CAMBRIDGE – A Paris ou à Berlin, les prix ne laissent pas de surprendre le touriste américain. Aujourd’hui, le taux de change est au désavantage du touriste, et une chambre d’hôtel, un simple repas ou une chemise pour homme, sont plus chers dans ces villes qu’à New York ou à Chicago. Il faudrait, pour que ces biens et services coûtent le même prix qu’aux Etats-Unis, que l’euro cède autour de 15%, à 1,10 dollar l’euro environ.

Sur la base de cette arithmétique, on a tôt fait de conclure que l’euro est surévalué et que la baisse amorcée en décembre par cette monnaie va sûrement s’accentuer, mais ces conclusions seraient erronées. Certaines perspectives indiquent plutôt que l’euro va certainement repasser à 1,60 dollar, son niveau de 2008.

Trois raisons expliquent les écarts d’appréciation de notre touriste. Première raison, les prix qu’il peut voir sont généralement augmentés du montant de la TVA (taxe sur la valeur ajoutée), appliquée partout en Europe et inexistante aux Etats-Unis. Ôtez le taux de la TVA – ordinairement de 15% ou davantage – et vous retrouvez les prix américains.

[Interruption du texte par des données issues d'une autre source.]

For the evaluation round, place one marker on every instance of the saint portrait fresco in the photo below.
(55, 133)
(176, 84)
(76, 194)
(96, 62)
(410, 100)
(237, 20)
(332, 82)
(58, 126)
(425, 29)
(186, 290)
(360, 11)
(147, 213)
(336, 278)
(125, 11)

Deuxième raison, les biens et services qu’achète le touriste ne sont qu’une part infime de l’assortiment de biens et services qui s’échangent au niveau international. La gamme des biens exportés par l’Europe comprend les équipements, les produits chimiques et une infinité de produits qu’un consommateur n’achète pas directement. Pour être en mesure de savoir si ces prix sont “trop élevés” par rapport au cours du change du moment, il faut se pencher sur la balance commerciale.